The programme is perhaps a tad simplistic at times especially for those who have read Paradise Lost more then a couple of times it also shows the wider picture linking the allusions to the inner thinking of perhaps the most learned poet I have encountered. Also the background work before the aforementioned epic was mentioned freely and I rather liked the part when Iannucci explained Milton's morality citing the works of Areopagitca saying it was 'the most perfect expression in English of defence and freedom of speech' therein lead to the belief that Milton saw books as having 'intrinsic merit.' It goes on to describe the passage leading to Milton's imprisonment and how he wrote, whilst blinded and assisted by a friend, Paradise Lost.

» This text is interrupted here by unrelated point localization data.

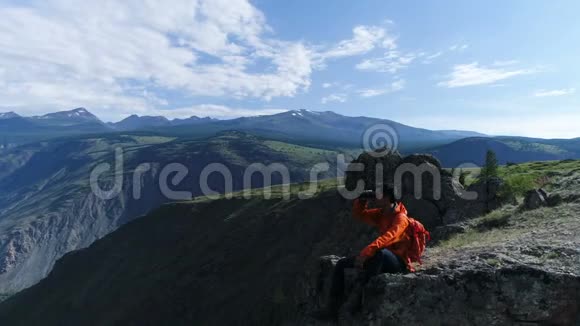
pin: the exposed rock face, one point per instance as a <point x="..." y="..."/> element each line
<point x="537" y="198"/>
<point x="504" y="296"/>
<point x="430" y="193"/>
<point x="468" y="296"/>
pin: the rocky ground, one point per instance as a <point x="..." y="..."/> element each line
<point x="513" y="266"/>
<point x="257" y="262"/>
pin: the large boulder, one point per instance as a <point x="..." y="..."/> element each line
<point x="535" y="198"/>
<point x="430" y="193"/>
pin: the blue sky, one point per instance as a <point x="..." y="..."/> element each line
<point x="499" y="67"/>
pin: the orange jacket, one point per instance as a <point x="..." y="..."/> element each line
<point x="391" y="225"/>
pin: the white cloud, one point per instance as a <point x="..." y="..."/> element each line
<point x="458" y="47"/>
<point x="474" y="74"/>
<point x="126" y="55"/>
<point x="393" y="87"/>
<point x="391" y="62"/>
<point x="338" y="97"/>
<point x="365" y="39"/>
<point x="428" y="58"/>
<point x="555" y="92"/>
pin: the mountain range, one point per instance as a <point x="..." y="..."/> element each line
<point x="304" y="126"/>
<point x="48" y="208"/>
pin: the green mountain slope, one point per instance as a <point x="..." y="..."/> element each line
<point x="47" y="207"/>
<point x="508" y="149"/>
<point x="255" y="262"/>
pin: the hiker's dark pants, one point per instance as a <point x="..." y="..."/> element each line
<point x="384" y="261"/>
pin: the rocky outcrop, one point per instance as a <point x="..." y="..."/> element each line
<point x="484" y="295"/>
<point x="535" y="198"/>
<point x="430" y="193"/>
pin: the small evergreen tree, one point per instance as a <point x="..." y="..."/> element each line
<point x="463" y="176"/>
<point x="490" y="169"/>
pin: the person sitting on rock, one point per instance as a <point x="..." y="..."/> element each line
<point x="391" y="252"/>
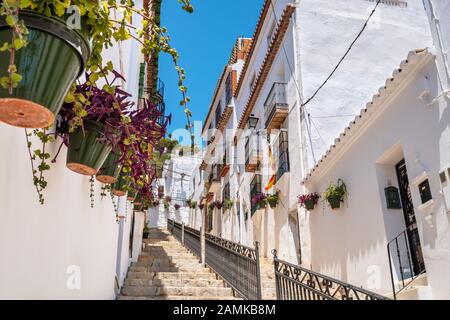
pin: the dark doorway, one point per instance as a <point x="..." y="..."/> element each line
<point x="415" y="249"/>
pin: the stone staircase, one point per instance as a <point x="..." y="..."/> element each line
<point x="167" y="271"/>
<point x="267" y="280"/>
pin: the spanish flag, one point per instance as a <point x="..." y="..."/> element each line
<point x="273" y="178"/>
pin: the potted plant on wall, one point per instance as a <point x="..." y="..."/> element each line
<point x="218" y="204"/>
<point x="308" y="201"/>
<point x="58" y="40"/>
<point x="259" y="200"/>
<point x="228" y="204"/>
<point x="273" y="199"/>
<point x="335" y="194"/>
<point x="146" y="231"/>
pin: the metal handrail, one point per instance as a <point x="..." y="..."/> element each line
<point x="297" y="283"/>
<point x="236" y="264"/>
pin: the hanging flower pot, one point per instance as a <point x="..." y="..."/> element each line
<point x="109" y="172"/>
<point x="120" y="188"/>
<point x="131" y="195"/>
<point x="335" y="202"/>
<point x="145" y="232"/>
<point x="86" y="153"/>
<point x="273" y="200"/>
<point x="308" y="201"/>
<point x="53" y="59"/>
<point x="335" y="194"/>
<point x="137" y="200"/>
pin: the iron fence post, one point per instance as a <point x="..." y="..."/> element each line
<point x="182" y="233"/>
<point x="202" y="245"/>
<point x="258" y="271"/>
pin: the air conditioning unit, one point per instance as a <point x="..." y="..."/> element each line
<point x="444" y="177"/>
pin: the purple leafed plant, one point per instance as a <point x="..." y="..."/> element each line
<point x="313" y="197"/>
<point x="132" y="132"/>
<point x="258" y="198"/>
<point x="218" y="204"/>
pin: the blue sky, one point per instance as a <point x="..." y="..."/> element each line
<point x="204" y="40"/>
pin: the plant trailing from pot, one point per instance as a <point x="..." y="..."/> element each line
<point x="273" y="199"/>
<point x="335" y="194"/>
<point x="259" y="200"/>
<point x="145" y="232"/>
<point x="308" y="201"/>
<point x="228" y="204"/>
<point x="27" y="99"/>
<point x="218" y="204"/>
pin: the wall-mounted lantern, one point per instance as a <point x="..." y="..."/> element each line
<point x="392" y="198"/>
<point x="252" y="121"/>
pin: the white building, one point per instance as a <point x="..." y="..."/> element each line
<point x="293" y="50"/>
<point x="176" y="184"/>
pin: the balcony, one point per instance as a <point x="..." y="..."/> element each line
<point x="255" y="188"/>
<point x="253" y="154"/>
<point x="276" y="107"/>
<point x="225" y="166"/>
<point x="222" y="121"/>
<point x="214" y="179"/>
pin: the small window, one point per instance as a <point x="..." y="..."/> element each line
<point x="425" y="192"/>
<point x="252" y="82"/>
<point x="442" y="177"/>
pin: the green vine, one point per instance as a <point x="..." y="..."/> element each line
<point x="40" y="156"/>
<point x="91" y="195"/>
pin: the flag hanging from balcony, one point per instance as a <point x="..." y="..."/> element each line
<point x="273" y="178"/>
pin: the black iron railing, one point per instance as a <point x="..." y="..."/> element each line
<point x="297" y="283"/>
<point x="238" y="265"/>
<point x="192" y="240"/>
<point x="401" y="259"/>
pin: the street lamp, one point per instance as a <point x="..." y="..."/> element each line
<point x="252" y="121"/>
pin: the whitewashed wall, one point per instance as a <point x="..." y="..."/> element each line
<point x="40" y="244"/>
<point x="349" y="242"/>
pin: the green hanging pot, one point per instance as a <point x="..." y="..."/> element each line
<point x="309" y="205"/>
<point x="86" y="154"/>
<point x="53" y="59"/>
<point x="137" y="200"/>
<point x="110" y="170"/>
<point x="120" y="188"/>
<point x="131" y="195"/>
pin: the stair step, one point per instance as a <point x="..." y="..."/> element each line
<point x="121" y="297"/>
<point x="171" y="275"/>
<point x="175" y="282"/>
<point x="175" y="291"/>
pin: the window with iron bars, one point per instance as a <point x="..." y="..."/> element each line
<point x="226" y="192"/>
<point x="282" y="153"/>
<point x="228" y="89"/>
<point x="218" y="112"/>
<point x="255" y="188"/>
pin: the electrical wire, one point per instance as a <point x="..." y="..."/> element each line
<point x="345" y="55"/>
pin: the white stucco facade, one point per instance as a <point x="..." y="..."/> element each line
<point x="64" y="249"/>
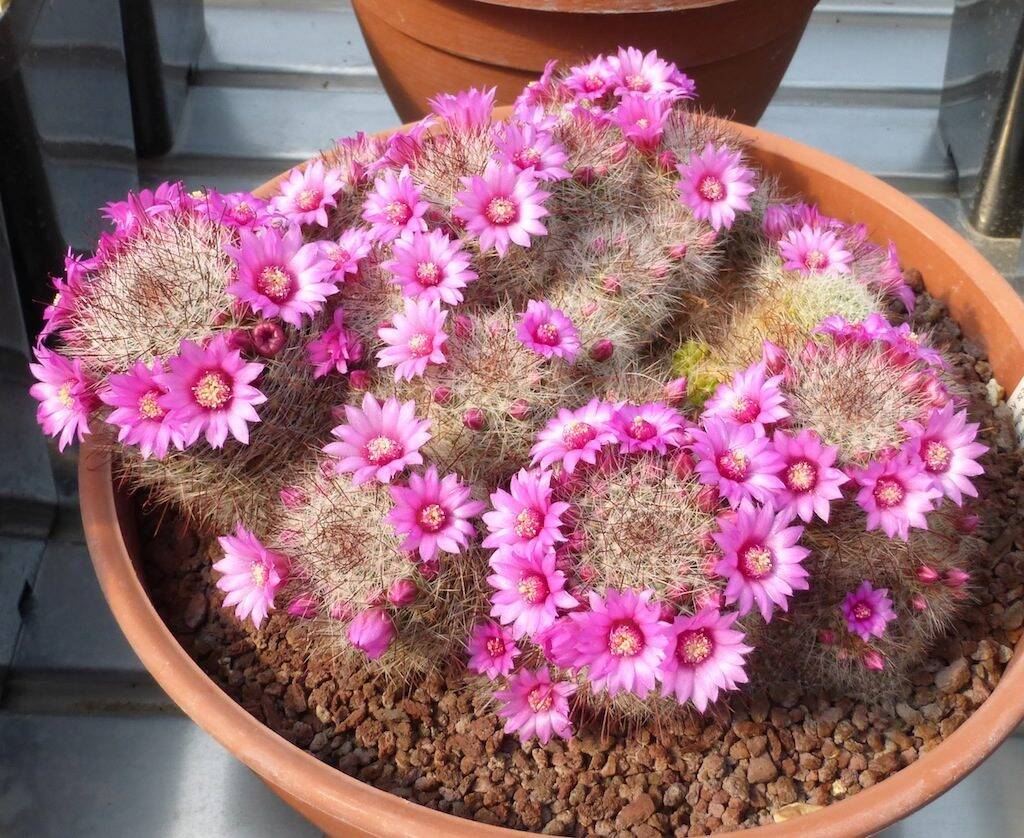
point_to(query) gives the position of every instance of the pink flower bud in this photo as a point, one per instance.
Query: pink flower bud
(601, 350)
(372, 631)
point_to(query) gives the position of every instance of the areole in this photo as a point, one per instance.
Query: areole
(979, 298)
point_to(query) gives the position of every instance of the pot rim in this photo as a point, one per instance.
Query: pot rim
(328, 790)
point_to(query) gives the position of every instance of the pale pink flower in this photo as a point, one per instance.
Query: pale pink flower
(279, 276)
(536, 706)
(307, 194)
(209, 390)
(715, 185)
(810, 482)
(548, 332)
(492, 650)
(761, 559)
(379, 441)
(529, 590)
(251, 575)
(867, 611)
(813, 250)
(504, 205)
(430, 266)
(574, 436)
(394, 206)
(897, 494)
(66, 396)
(947, 447)
(706, 656)
(433, 514)
(415, 339)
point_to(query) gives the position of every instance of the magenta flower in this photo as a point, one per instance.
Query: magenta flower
(379, 441)
(433, 513)
(761, 559)
(867, 611)
(209, 390)
(812, 250)
(492, 650)
(548, 332)
(137, 413)
(504, 205)
(65, 393)
(653, 426)
(715, 185)
(430, 266)
(896, 493)
(623, 639)
(752, 397)
(525, 514)
(536, 706)
(736, 459)
(810, 482)
(308, 193)
(705, 657)
(574, 436)
(251, 575)
(335, 348)
(525, 147)
(528, 588)
(279, 276)
(372, 632)
(344, 255)
(416, 339)
(394, 206)
(946, 447)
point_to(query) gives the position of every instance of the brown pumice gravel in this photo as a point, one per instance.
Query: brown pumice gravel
(765, 757)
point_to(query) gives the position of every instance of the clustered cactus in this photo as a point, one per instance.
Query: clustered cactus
(571, 400)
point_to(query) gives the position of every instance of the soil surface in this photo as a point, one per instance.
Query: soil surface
(766, 757)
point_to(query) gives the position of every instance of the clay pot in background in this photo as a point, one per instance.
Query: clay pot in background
(736, 50)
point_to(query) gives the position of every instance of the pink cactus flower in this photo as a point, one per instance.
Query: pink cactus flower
(278, 276)
(867, 611)
(761, 559)
(66, 396)
(433, 514)
(378, 441)
(430, 266)
(897, 494)
(525, 514)
(623, 639)
(813, 250)
(504, 205)
(250, 575)
(653, 426)
(548, 332)
(415, 339)
(492, 650)
(372, 632)
(394, 206)
(335, 348)
(737, 460)
(752, 396)
(209, 390)
(810, 482)
(307, 194)
(947, 447)
(529, 590)
(715, 185)
(705, 658)
(574, 436)
(140, 420)
(536, 707)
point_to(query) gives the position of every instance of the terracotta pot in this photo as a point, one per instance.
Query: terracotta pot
(736, 50)
(990, 313)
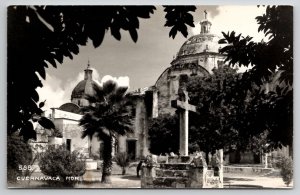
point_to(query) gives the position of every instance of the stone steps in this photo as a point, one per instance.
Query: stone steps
(172, 173)
(174, 166)
(171, 182)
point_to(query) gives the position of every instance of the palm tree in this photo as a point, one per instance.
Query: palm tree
(106, 117)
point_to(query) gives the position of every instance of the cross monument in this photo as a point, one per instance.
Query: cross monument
(184, 107)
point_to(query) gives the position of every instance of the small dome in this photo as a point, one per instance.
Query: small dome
(70, 107)
(84, 87)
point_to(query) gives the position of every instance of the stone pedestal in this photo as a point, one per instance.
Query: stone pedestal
(178, 172)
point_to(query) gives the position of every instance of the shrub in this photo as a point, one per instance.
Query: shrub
(19, 154)
(60, 162)
(122, 160)
(286, 171)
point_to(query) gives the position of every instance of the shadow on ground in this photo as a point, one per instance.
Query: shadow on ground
(131, 177)
(242, 186)
(226, 179)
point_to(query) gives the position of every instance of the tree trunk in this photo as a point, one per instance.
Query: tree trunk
(107, 160)
(207, 157)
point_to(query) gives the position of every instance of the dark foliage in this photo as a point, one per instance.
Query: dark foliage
(42, 36)
(272, 63)
(107, 116)
(269, 57)
(164, 134)
(19, 154)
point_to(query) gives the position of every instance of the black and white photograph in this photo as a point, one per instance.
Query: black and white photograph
(141, 96)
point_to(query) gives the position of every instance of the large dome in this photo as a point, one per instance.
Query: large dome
(200, 50)
(198, 44)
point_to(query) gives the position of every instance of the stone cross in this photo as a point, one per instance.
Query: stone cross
(205, 14)
(184, 107)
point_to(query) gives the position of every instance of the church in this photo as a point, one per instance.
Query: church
(197, 56)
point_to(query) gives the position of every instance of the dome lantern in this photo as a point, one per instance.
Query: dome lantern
(205, 24)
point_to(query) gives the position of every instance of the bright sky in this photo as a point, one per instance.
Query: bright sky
(140, 64)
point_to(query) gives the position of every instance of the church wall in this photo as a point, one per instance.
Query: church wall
(163, 86)
(95, 146)
(141, 128)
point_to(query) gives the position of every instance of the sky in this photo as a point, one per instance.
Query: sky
(140, 64)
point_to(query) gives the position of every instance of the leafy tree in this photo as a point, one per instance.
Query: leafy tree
(286, 170)
(107, 116)
(272, 64)
(39, 36)
(164, 134)
(214, 126)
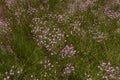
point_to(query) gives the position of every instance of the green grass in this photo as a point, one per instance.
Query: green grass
(26, 54)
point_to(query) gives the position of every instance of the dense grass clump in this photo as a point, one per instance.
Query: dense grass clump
(59, 39)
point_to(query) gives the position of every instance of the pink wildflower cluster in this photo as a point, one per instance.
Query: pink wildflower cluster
(68, 69)
(111, 13)
(80, 5)
(108, 72)
(48, 68)
(12, 73)
(98, 35)
(68, 51)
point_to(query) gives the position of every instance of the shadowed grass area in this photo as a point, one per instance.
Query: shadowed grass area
(47, 41)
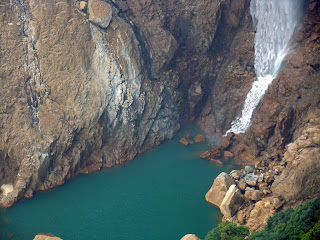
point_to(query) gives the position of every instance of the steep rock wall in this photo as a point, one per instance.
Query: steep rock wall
(81, 90)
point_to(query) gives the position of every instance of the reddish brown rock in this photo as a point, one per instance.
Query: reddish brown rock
(225, 143)
(187, 135)
(238, 137)
(219, 189)
(184, 141)
(228, 155)
(216, 161)
(206, 155)
(199, 138)
(216, 152)
(83, 5)
(230, 136)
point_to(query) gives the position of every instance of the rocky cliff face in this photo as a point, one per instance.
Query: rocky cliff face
(283, 141)
(86, 85)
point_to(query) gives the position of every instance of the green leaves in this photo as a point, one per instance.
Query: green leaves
(302, 223)
(228, 231)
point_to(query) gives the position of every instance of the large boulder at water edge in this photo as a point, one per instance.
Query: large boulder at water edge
(219, 189)
(231, 202)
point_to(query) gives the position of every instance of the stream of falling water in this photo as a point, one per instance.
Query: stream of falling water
(275, 22)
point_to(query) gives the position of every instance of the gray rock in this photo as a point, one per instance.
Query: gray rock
(100, 13)
(231, 202)
(249, 169)
(219, 189)
(251, 179)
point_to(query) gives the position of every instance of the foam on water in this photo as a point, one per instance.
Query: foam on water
(275, 21)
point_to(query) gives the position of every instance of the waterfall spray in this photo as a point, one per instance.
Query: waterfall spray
(275, 22)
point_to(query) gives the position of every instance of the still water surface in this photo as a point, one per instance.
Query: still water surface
(157, 196)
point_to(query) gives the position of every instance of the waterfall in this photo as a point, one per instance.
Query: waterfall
(275, 22)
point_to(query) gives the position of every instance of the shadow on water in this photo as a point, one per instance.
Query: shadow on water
(158, 195)
(4, 220)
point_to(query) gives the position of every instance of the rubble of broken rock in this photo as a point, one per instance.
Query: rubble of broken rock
(245, 197)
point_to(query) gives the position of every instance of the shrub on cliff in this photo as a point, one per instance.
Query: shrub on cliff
(228, 231)
(302, 223)
(291, 224)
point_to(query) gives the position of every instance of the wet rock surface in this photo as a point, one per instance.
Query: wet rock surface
(90, 84)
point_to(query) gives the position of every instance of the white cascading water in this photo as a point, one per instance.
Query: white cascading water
(275, 22)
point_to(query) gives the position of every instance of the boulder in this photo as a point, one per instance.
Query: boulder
(190, 237)
(231, 202)
(100, 13)
(256, 195)
(237, 174)
(187, 135)
(241, 185)
(216, 161)
(199, 138)
(251, 179)
(230, 136)
(238, 137)
(249, 169)
(269, 178)
(83, 5)
(225, 143)
(228, 155)
(184, 141)
(219, 189)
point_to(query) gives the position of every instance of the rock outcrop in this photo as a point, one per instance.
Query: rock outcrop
(231, 201)
(300, 178)
(219, 189)
(85, 86)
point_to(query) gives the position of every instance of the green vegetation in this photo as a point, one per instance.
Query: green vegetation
(302, 223)
(228, 231)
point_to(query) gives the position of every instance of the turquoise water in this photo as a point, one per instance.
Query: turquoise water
(157, 196)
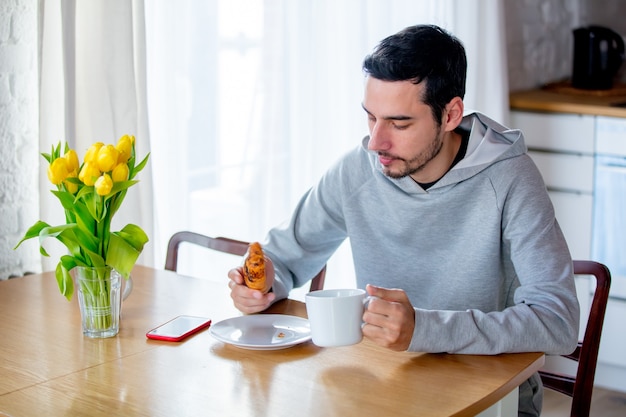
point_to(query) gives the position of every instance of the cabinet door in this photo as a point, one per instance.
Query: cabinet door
(613, 342)
(573, 212)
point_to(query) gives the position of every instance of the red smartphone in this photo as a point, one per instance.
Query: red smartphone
(179, 328)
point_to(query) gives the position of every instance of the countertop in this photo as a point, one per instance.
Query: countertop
(562, 98)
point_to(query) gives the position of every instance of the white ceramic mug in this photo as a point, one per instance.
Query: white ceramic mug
(336, 316)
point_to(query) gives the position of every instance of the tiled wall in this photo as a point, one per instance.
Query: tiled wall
(540, 40)
(19, 205)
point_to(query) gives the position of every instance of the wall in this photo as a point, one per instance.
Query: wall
(19, 205)
(540, 40)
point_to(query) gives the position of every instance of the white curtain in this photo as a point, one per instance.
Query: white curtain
(247, 101)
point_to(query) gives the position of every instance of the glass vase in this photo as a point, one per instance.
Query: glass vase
(99, 299)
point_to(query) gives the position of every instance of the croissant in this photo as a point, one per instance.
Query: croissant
(254, 267)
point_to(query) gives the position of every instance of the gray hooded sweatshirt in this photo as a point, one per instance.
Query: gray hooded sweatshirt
(479, 254)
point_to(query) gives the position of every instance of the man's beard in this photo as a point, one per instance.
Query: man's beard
(415, 165)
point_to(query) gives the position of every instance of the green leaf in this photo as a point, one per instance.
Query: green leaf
(33, 232)
(64, 281)
(139, 167)
(125, 247)
(65, 235)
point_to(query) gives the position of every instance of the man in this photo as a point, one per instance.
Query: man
(449, 220)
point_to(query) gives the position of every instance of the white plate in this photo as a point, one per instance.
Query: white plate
(262, 331)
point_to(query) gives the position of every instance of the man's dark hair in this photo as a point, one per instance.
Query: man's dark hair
(422, 53)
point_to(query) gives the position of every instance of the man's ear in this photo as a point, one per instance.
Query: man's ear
(453, 114)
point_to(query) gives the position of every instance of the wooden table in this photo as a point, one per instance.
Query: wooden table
(47, 367)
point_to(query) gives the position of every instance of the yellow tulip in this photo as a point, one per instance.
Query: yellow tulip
(89, 173)
(72, 160)
(120, 173)
(125, 147)
(70, 186)
(103, 184)
(107, 158)
(57, 171)
(92, 152)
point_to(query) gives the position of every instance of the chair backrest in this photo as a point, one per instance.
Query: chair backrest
(580, 386)
(221, 244)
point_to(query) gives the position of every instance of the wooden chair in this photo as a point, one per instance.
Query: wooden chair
(221, 244)
(580, 386)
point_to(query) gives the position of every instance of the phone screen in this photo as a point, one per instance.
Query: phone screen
(179, 328)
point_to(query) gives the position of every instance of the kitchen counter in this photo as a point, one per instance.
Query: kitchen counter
(562, 98)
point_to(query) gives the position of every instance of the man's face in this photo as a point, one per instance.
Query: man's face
(402, 129)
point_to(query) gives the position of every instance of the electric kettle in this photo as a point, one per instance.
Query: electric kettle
(598, 55)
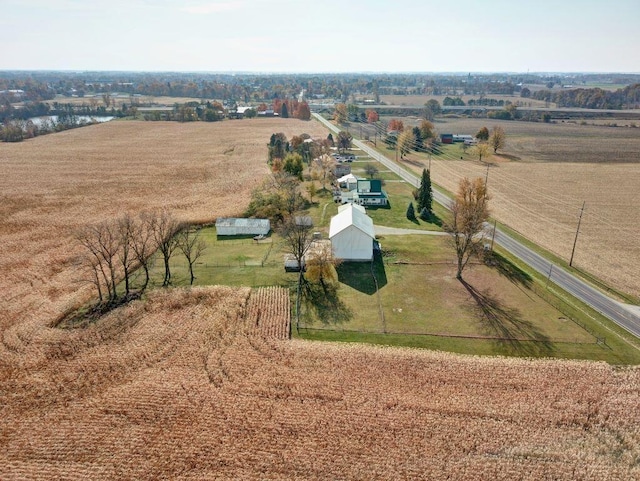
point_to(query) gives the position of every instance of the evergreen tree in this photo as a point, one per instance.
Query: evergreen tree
(411, 212)
(425, 194)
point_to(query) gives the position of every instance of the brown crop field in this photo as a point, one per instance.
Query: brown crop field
(539, 185)
(54, 184)
(178, 387)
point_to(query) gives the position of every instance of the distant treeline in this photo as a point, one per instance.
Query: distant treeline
(254, 88)
(593, 98)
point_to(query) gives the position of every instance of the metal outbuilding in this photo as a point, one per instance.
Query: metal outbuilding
(241, 226)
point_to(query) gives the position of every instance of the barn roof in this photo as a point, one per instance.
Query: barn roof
(351, 216)
(241, 222)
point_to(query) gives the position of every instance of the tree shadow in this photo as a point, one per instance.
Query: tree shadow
(508, 269)
(322, 303)
(508, 326)
(358, 275)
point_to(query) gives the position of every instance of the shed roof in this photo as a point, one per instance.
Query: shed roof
(351, 216)
(241, 222)
(348, 178)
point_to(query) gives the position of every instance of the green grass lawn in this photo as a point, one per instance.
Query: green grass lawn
(496, 311)
(415, 300)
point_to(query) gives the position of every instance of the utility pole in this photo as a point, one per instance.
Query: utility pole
(549, 277)
(577, 231)
(493, 237)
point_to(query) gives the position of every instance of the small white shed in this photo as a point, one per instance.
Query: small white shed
(352, 234)
(240, 226)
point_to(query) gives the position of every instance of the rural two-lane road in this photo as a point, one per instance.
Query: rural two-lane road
(622, 314)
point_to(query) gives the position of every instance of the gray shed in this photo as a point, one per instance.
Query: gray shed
(239, 226)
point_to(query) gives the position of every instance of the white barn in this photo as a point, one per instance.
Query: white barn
(240, 226)
(351, 233)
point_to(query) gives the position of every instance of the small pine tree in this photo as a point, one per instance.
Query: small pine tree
(411, 212)
(425, 194)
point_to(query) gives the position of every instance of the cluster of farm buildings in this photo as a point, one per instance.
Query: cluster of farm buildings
(351, 234)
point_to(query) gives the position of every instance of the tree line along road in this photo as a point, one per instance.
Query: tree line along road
(622, 314)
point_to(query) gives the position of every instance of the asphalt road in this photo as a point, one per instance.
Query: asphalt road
(621, 314)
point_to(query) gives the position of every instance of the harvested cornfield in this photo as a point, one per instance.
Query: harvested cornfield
(178, 387)
(52, 185)
(269, 311)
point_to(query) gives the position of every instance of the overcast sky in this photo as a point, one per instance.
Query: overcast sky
(321, 35)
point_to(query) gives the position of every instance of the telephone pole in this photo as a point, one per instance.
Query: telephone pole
(577, 231)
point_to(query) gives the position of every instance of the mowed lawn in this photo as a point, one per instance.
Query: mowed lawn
(414, 300)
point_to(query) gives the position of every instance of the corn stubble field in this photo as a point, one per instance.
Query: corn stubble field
(549, 171)
(199, 383)
(181, 386)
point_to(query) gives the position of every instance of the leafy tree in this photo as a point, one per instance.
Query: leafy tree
(312, 190)
(406, 142)
(344, 140)
(284, 111)
(353, 112)
(498, 139)
(431, 109)
(395, 124)
(303, 112)
(424, 196)
(372, 116)
(481, 150)
(411, 212)
(427, 130)
(483, 134)
(293, 165)
(278, 146)
(417, 139)
(340, 113)
(324, 165)
(469, 212)
(332, 142)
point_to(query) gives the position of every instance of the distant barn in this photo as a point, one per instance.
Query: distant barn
(239, 226)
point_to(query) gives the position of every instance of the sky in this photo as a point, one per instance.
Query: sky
(321, 36)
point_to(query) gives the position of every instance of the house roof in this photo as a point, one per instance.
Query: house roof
(351, 216)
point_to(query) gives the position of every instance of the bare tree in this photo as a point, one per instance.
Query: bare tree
(165, 229)
(143, 243)
(192, 246)
(102, 245)
(126, 231)
(321, 265)
(297, 235)
(498, 139)
(469, 212)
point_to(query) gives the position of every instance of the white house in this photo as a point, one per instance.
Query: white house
(351, 234)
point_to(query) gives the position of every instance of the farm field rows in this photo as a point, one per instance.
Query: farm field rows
(54, 184)
(540, 193)
(178, 387)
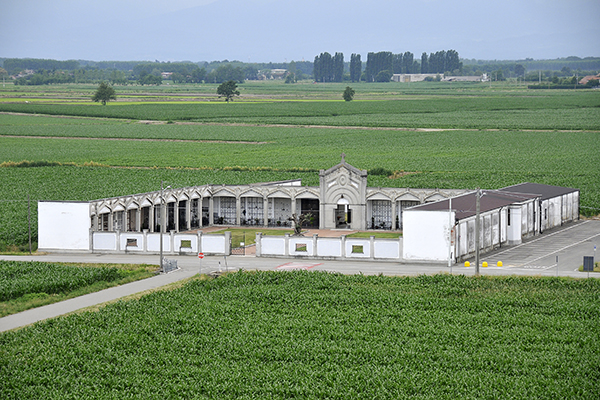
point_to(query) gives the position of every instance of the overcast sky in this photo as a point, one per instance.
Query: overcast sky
(283, 30)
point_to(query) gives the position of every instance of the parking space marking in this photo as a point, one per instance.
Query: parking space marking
(297, 265)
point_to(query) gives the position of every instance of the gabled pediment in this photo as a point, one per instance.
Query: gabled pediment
(251, 193)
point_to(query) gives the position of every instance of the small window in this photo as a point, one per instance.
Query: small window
(357, 249)
(301, 247)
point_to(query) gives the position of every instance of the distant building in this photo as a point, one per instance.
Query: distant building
(588, 78)
(422, 77)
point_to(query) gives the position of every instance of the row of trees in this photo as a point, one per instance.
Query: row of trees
(327, 68)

If you missed it, here is a chance to view it once again on that rather useful device BBC iPlayer which handily for me comes with subtitles so I shan't need the headphones I've packed.
I shall be tuning into the BBC Four showing of the Anglo-Saxon world – to reveal the origins of our literary heritage in Michael Wood On Beowulf. Hopefully, if you haven't already then so shall you.
Oh lord, it seems one must sleep now. Ciao.